沈要有些难过,偏偏他又说不上来是为什么。
好在有个想法始终安慰着他,那便是无论走到天涯海角,萧子窈都不会离他更远了。
他以为这个孩子将会是一条锁链,或者说手铐也许更为恰当一点,拴住也铐住萧子窈,另一头连上他自己,像畸形的连体婴胎,也更像无法达成同谋的两个共犯。
这既是镣铐,也是保护。
那大夫并不建议萧子窈立刻下床走动,这也就意味着,可能他与萧子窈今晚要在小白楼里留宿了。
萧子窈面色凝重。
“我要回家。”
她说。
“我想回家住,我不想留在这种陌生的地方,我会睡不着。”
那大夫微微一怔。
“哎,军长夫人,我记得这里原先不就是您的……”
“——早就不是了。”
萧子窈一口气打断他道,“反正我要回家,现在就要回……这边有人看我不痛快,我又何苦赖在这里给自己不痛快。”

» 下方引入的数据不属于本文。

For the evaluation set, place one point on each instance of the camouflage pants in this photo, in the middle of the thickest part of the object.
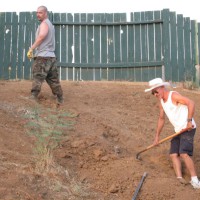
(45, 69)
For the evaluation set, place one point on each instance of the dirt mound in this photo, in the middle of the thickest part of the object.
(86, 148)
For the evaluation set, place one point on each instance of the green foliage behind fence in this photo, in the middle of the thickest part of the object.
(106, 46)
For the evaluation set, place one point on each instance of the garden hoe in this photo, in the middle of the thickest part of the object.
(161, 141)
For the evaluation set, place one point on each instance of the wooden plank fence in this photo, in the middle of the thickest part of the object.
(106, 46)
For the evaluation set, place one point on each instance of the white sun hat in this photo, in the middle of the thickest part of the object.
(157, 82)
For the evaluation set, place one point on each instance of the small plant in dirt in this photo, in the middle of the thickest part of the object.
(48, 128)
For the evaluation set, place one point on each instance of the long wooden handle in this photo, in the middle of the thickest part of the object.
(161, 141)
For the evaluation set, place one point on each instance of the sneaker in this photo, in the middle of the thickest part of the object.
(182, 181)
(60, 99)
(196, 185)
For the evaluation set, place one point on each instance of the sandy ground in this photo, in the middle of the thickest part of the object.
(90, 153)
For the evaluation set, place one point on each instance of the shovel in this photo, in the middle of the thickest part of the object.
(161, 141)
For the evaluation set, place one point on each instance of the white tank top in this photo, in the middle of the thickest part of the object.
(47, 47)
(177, 114)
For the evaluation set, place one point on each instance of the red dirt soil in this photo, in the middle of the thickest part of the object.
(95, 158)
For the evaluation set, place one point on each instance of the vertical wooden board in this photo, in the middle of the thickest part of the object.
(21, 45)
(124, 46)
(144, 48)
(27, 62)
(199, 43)
(130, 47)
(137, 47)
(90, 41)
(104, 74)
(70, 46)
(97, 46)
(173, 47)
(14, 46)
(188, 67)
(158, 36)
(63, 46)
(166, 43)
(151, 43)
(110, 45)
(7, 49)
(2, 43)
(104, 49)
(76, 39)
(83, 39)
(131, 41)
(103, 40)
(193, 47)
(116, 43)
(90, 46)
(180, 33)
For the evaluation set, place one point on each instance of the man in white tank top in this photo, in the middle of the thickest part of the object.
(45, 64)
(180, 111)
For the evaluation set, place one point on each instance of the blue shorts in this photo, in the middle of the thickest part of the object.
(183, 143)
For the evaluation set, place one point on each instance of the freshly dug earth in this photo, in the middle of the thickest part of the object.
(100, 128)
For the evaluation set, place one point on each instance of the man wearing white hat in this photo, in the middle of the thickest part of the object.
(180, 111)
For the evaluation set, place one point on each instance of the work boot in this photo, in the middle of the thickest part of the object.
(33, 97)
(182, 181)
(195, 185)
(60, 99)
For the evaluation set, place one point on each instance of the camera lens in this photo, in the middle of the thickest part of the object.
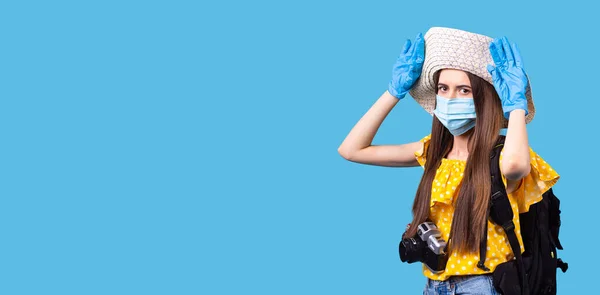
(412, 250)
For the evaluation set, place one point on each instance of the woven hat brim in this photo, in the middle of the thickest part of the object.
(448, 48)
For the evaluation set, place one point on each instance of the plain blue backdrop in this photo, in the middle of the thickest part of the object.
(189, 147)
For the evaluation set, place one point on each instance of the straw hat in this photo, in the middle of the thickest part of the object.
(456, 49)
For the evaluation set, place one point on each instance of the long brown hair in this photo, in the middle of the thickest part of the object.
(470, 207)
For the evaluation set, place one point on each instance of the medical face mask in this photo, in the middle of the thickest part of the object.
(458, 114)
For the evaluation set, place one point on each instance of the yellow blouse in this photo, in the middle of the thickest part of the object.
(445, 187)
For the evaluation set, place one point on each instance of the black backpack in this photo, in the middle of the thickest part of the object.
(533, 272)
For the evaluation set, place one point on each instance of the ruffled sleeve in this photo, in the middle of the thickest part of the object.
(540, 179)
(420, 154)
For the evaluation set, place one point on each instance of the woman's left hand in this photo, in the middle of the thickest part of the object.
(508, 75)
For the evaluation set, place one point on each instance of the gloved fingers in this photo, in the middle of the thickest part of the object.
(508, 51)
(517, 55)
(496, 52)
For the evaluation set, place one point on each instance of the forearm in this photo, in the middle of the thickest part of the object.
(362, 134)
(515, 158)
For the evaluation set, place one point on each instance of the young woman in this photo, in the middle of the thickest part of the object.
(471, 100)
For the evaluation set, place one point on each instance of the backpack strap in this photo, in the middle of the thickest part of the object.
(494, 159)
(501, 212)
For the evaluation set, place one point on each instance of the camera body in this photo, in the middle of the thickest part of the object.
(428, 247)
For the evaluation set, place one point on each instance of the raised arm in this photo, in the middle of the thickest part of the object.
(511, 82)
(357, 145)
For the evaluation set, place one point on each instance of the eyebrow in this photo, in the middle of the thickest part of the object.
(457, 86)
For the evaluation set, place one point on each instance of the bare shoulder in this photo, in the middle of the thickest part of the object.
(400, 155)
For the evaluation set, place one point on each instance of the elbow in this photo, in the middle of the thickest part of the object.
(344, 153)
(515, 169)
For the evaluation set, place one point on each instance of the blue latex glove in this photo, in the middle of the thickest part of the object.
(508, 75)
(407, 68)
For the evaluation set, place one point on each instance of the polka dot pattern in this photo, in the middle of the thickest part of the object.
(445, 188)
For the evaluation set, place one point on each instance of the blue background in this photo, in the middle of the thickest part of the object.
(181, 147)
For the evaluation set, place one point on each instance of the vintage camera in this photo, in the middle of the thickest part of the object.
(428, 248)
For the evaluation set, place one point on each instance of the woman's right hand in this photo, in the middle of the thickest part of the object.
(407, 68)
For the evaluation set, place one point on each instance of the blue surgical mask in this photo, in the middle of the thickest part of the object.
(458, 114)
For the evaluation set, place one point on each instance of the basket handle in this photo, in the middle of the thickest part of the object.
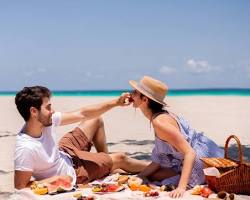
(240, 154)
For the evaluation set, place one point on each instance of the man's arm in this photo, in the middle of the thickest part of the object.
(21, 179)
(92, 111)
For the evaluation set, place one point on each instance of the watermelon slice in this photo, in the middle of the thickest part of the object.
(59, 185)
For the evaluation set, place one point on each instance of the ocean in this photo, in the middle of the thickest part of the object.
(174, 92)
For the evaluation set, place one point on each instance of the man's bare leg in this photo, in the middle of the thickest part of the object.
(122, 161)
(94, 130)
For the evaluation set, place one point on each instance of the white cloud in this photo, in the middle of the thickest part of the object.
(167, 70)
(199, 66)
(35, 71)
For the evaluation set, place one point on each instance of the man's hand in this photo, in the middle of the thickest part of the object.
(123, 100)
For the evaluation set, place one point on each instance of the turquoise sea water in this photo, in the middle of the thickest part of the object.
(177, 92)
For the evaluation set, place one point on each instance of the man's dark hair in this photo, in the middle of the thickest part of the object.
(30, 97)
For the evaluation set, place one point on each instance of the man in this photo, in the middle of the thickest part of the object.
(37, 154)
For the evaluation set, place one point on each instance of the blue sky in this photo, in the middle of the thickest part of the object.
(84, 45)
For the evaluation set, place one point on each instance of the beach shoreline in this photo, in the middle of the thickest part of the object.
(128, 131)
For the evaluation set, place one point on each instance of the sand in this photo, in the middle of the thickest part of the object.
(128, 131)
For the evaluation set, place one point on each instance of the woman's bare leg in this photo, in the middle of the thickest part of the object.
(122, 161)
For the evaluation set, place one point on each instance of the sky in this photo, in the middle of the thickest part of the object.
(96, 45)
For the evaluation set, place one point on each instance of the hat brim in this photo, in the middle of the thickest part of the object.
(134, 84)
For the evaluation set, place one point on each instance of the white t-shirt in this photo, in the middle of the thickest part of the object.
(41, 155)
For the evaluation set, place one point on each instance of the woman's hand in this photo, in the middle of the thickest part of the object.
(144, 179)
(177, 193)
(123, 100)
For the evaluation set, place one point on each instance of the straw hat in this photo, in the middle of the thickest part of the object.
(151, 88)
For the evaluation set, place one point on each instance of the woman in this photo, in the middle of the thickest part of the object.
(178, 148)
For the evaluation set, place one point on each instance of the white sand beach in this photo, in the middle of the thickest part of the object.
(128, 131)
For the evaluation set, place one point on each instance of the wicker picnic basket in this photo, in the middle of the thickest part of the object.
(235, 175)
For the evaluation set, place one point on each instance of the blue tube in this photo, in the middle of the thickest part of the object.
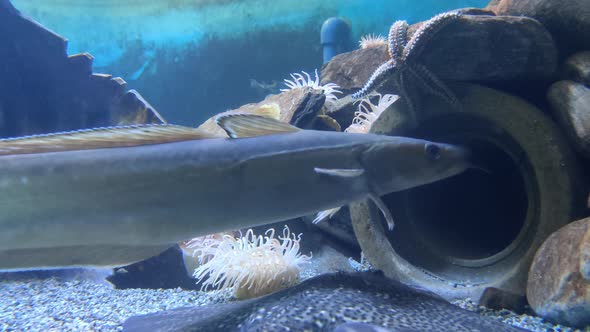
(335, 37)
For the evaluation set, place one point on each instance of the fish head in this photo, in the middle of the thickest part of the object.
(400, 163)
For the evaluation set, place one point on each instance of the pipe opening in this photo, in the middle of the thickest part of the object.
(470, 220)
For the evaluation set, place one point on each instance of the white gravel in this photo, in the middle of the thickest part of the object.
(83, 303)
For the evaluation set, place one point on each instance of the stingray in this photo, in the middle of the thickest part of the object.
(363, 301)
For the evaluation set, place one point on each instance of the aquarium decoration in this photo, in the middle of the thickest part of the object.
(449, 158)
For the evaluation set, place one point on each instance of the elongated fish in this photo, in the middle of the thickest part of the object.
(114, 196)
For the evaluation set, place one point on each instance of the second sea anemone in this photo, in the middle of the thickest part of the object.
(252, 265)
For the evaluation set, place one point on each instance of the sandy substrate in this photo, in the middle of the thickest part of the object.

什么痛快不痛快的,一时之间,她自己都有些不知所谓了,不知究竟是谁不痛快,到底是梁延还是何金妮,也许都有,人总会有各自的不痛快。
就连沈要也有。
所以他张口的时候甚至显得十分哀求。
“六小姐,就留在这边住一晚。”
是时,他只管小心翼翼的这般说道,话里哀求的意思远比试探来得更多,偏偏哀求正好是另一种意义上的自说自话,他也没给她留什么余地,她也有她的不痛快了。
“如果你睡不着,那我就去门外守着你。”
“就像我们从前那样。”
“你在里面,你是六小姐。我在外面,我是你的狗。”
“好不好。就这一晚。”
萧子窈哑然无言了。
她于是紧了紧五指——那原本光洁一片的锦缎被面早就被她给抓皱了,泪痕干枯,只剩一点点斑驳的印迹,原来血肉可以生花,她身上开出一朵又一朵。
“好。”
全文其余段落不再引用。